A Basic Overview: Steps to Create a Learning Strategy
Creating a Strategic Learning Focus
We all know that having a plan or map, or a guide, is helpful when navigating new territory. This is also true for learning development and delivery. Creating a learning strategy that defines goals and determines overall learning needs of employees and the organization is the first step to set your direction.
When you’re ready to strategize an approach to learning and development, keep these questions in mind to help guide planning.
What organizational goals can be reached with learning programs?
How do various offerings and learning options across the organization blend with one another?
What role does HR (other business units) have in defining, implementing and managing learning?
Can HR be proactive in driving the learning goals of the organization?
It’s important to create an organization-wide learning strategy that includes currently available learning programs and considers the organization's goals and future needs.
Proposed Development Process
Plan a minimum half-day brainstorm meeting to identify and create a learning and development philosophy and strategy.
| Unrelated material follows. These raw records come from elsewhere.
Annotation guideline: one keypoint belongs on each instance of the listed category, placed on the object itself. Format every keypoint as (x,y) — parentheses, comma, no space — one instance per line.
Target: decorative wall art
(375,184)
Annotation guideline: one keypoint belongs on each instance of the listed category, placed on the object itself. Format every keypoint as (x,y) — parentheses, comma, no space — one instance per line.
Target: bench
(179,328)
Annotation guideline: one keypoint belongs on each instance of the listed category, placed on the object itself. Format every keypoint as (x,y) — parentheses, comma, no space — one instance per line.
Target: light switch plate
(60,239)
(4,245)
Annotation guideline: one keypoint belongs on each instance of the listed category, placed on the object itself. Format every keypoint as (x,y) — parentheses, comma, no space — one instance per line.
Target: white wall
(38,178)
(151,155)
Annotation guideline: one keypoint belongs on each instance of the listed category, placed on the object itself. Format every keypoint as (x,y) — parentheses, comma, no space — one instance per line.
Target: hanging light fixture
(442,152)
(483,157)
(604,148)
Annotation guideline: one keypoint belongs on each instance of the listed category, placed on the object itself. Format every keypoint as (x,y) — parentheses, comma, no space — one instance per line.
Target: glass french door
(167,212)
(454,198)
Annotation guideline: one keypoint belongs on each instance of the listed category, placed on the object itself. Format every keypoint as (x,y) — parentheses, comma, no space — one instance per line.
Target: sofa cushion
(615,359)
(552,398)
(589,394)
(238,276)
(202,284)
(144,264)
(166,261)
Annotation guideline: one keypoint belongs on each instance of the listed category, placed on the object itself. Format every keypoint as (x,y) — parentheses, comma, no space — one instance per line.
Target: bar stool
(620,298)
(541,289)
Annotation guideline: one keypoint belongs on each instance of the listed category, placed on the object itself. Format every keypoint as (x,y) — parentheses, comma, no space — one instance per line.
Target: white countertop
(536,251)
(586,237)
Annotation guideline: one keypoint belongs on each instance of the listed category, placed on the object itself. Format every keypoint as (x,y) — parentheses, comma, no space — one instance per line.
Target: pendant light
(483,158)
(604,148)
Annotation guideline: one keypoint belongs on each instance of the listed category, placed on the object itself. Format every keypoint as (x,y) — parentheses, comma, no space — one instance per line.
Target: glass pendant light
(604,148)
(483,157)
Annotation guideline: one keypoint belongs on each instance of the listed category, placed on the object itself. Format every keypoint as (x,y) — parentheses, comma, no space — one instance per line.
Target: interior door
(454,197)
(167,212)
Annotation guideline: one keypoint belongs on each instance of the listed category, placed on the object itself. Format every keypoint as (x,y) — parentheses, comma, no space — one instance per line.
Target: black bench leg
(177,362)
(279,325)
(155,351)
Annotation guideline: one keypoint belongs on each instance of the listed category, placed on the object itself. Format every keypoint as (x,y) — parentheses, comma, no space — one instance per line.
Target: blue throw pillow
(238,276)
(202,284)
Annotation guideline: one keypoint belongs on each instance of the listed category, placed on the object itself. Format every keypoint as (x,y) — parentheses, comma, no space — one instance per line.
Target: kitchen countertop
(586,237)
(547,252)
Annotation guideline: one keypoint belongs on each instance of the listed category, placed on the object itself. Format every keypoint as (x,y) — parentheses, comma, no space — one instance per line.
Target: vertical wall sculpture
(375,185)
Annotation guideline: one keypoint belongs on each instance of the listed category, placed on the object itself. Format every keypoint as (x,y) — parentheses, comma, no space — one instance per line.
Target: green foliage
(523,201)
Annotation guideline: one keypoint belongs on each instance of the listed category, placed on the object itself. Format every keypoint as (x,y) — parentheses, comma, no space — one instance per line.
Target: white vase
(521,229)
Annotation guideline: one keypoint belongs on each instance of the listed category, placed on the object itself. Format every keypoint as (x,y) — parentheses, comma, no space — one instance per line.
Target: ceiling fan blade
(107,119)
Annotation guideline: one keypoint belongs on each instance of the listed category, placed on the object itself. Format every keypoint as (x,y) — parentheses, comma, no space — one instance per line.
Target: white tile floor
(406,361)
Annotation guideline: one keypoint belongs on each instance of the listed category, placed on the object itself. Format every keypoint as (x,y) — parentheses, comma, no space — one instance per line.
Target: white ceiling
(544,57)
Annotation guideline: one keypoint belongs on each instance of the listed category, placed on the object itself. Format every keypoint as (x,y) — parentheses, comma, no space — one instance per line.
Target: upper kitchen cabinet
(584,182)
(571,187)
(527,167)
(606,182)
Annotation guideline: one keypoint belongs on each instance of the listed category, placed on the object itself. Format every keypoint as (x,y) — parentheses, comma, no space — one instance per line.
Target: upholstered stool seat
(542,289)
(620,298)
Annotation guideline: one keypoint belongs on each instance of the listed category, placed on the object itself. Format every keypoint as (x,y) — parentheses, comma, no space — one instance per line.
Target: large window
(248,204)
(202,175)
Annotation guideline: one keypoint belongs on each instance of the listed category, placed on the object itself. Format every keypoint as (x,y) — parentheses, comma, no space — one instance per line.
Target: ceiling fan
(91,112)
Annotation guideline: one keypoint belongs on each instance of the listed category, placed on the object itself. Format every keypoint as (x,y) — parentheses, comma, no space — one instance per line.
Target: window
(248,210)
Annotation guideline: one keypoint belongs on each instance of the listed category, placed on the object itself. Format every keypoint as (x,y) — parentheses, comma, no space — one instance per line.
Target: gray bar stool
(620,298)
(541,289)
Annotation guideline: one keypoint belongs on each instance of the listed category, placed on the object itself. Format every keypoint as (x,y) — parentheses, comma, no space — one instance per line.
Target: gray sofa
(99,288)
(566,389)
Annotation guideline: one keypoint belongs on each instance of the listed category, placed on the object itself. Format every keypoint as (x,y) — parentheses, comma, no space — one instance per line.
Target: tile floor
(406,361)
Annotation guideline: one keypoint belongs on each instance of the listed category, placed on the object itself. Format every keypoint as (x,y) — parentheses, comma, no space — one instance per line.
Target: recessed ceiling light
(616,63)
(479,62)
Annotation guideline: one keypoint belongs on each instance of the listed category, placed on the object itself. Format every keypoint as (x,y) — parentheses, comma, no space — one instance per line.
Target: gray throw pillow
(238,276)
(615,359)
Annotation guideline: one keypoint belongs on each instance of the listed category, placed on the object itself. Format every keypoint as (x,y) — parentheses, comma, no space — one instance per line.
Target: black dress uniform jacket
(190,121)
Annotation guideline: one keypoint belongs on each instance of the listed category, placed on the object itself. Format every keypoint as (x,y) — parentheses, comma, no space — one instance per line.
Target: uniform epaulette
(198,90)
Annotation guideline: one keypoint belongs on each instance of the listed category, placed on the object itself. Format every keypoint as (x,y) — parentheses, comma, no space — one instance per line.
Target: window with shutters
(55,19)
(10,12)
Invite all stakeholders to participate. This includes any departments currently offering ad hoc learning or training programs. Outlined below is a sample agenda.
Get input from all meeting members - concerns, feedback, interests, and challenges.
Identify organizational goals (current mission statement).
Determine expected learning / business outcomes from learning.
Identify type of learning deliveries that are available (classroom instructor-led, virtual classroom, webinar, elearning, other).
Identify end learners individually and by groups (job function, skill sets, other) and their learning needs.
Determine if specific programs will be required.
Identify tasks / actions to reach outlined goals, and expectations.
Questions to Consider
How can learning across the organization (IT training, HR processes, current off-the-shelf elearning courses, others) be integrated under one umbrella?
What is the organization's learning policy? Is it promoted, supported, encouraged?
Who manages and directs learning?
Can anyone in the organization identify a learning need or gap and develop a course?
Is informal learning encouraged?
Areas to Consider
Create a process for internal development of learning, including the development environment, a review and approval system for course content, standards of delivery, and ultimate oversight of learning development and delivery.
Identify and create opportunities for knowledge sharing to capture staff knowledge and how to share it.
Identify use of informal learning to improve and promote collaborative working -- how to share individuals' internal knowledge, experience, and know-how.
Benefits of a Learning Strategy
Following the brainstorm session there should be a clear path of the tactical steps to reach identified goals and a better understanding of the following:
An organizational learning and development strategy and / or policy.
An outline of how to repackage current programs under one umbrella and a name/ title for it.
Areas of focus for L&D programs.
Prioritized list of areas in most need of learning.
Outline of available learning programs (tools) to meet identified needs.
Timeline for 6 - 12 months.
Capturing the above information and documenting the ideas is the baseline development of a Learning Roadmap. The learning roadmap can be used to guide the organization in new strategies and processes for learning.
The value of a documented learning strategy is that it provides the organization a plan to work from. With identified goals established and steps outlined to reach them, learning leaders can implement processes that encourage a learning environment and capitalize on staff interest and excitement to be part of it.